Note that doing the prefiltering in Hadoop would be awkward (I think) if we wanted to keep the output organized the same as the input, because (1) a job with a reduce task will respray the data and cause the "file-names-linked-with-dates" property to be lost, (2) by default if we do this with a map-only job the system will still scramble the dates because it will assign numbers to the files sequentially in the order that they came in.

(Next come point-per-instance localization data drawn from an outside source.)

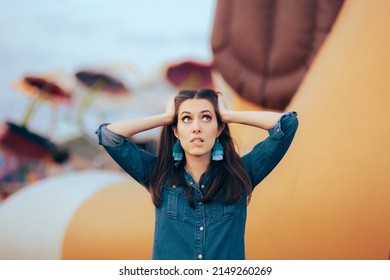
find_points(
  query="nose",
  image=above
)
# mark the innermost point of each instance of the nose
(196, 126)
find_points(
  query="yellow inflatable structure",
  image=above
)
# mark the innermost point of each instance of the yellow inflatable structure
(329, 198)
(80, 215)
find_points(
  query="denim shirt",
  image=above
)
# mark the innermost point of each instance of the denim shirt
(207, 231)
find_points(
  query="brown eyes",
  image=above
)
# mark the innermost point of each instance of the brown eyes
(187, 119)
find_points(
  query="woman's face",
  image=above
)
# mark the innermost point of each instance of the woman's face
(197, 127)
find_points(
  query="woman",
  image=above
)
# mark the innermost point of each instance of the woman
(198, 183)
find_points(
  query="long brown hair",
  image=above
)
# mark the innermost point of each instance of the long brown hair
(229, 176)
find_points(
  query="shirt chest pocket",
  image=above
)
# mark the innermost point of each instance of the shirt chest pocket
(223, 212)
(174, 203)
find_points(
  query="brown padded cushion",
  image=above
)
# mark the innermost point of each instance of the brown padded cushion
(263, 48)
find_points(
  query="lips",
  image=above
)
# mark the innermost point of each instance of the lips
(197, 139)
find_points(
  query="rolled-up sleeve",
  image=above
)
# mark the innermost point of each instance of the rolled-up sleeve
(267, 154)
(136, 162)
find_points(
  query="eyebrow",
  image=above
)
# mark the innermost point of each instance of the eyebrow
(203, 111)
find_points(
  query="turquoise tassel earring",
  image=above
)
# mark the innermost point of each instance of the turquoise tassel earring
(177, 151)
(217, 152)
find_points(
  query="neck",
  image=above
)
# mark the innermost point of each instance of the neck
(196, 166)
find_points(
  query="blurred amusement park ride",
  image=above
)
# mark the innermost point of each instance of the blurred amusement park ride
(92, 97)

Probably with the right kind of file output format, we could name the files the way the originals were named, but I'll say that file output formats can be tricky to debug and often have problems that don't turn up in unit tests. Some non-hadoop system that just builds a list of files to work on, downloads them, does something like

pagecounts-20130901-000000.gz | awk '{if ($1=="en") print $2 " " $3}' | gzip -c - > kompressed2.gz

and uploads them to another spot would do the trick.

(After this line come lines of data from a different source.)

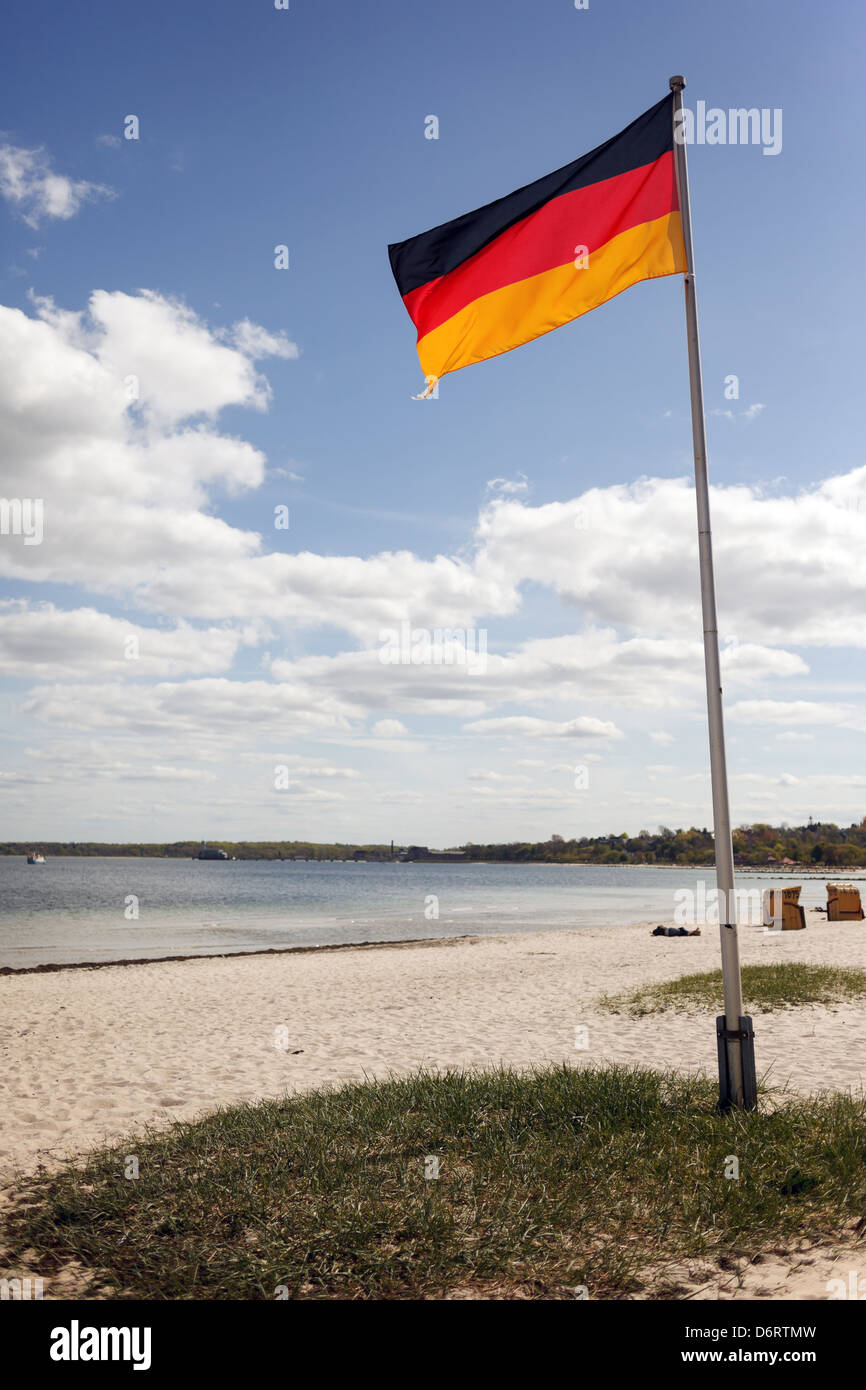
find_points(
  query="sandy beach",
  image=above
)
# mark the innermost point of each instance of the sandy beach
(95, 1054)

More thoughts on compression...

To look at one single file, I considered the impact of (1) removing the 'bytes' data which I'm not interested in and (2) compressing with Bzip.

[ec2-user@ip-10-78-145-122 sizeCompare]$ ls -l
total 169396
-rw-rw-r-- 1 ec2-user ec2-user 74619886 Jan  5 20:24 pagecounts-20121225-050000.gz
-rw-rw-r-- 1 ec2-user ec2-user 44227143 Jan  5 20:28 pagecounts-nobytes.bz2
-rw-rw-r-- 1 ec2-user ec2-user 54423694 Jan  5 20:26 pagecounts-nobytes.gz

What seems to be most pressing at the moment is storage costs, and let's say that those run at $300 a month. The 72% savings we get from getting rid of bytes gets that to $218 a month, or roughly a savings of $80 a month. Over a two year planning horizon, that comes to $1920 which justifies about 20 hours of work to make the savings. Execution time of the jobs will also improve, so it will be cheaper to run jobs against this data, saving even more money.

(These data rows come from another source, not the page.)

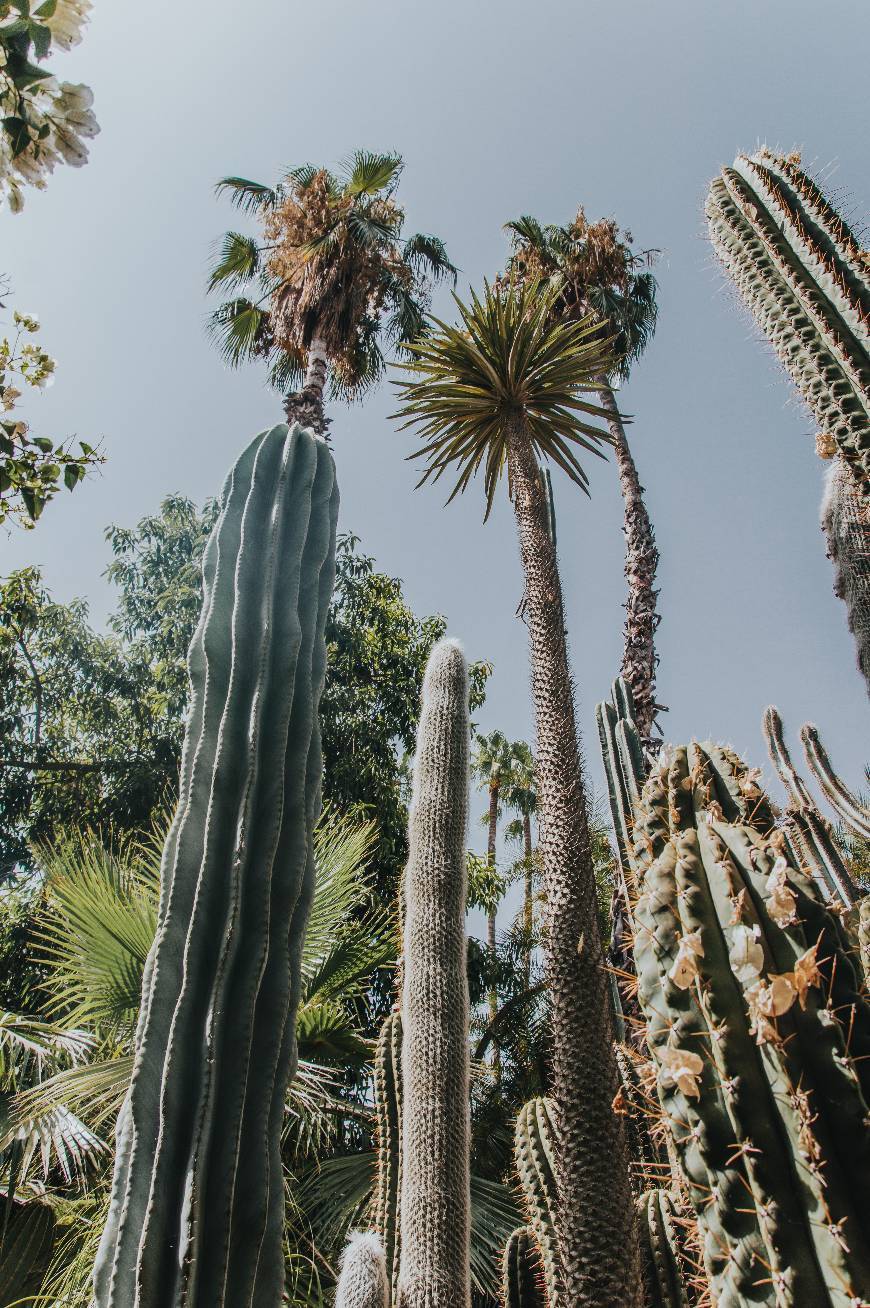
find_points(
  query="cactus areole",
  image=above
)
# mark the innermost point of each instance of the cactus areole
(196, 1215)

The bzip case gets storage costs to $177 a month, saving $123 a month, or $2952 over the two year horizon. Bzip compression is more expensive to decompress and we'd have to have some real numbers and some idea of how often we'll want to run jobs about it to make the decision to bzip compress.


Note a more radical version is to filter out the many junk URIs that only occur infrequently. We could probably cut the the storage costs down to something more like $30 and greatly speed things up if we delete URIs that only show up less than a certain number of times per month. We could make the list of 'good' URIs, build a bloom filter from it, and then filter the records for that month to greatly shrink the data set, and of course running jobs against this data would be much faster too.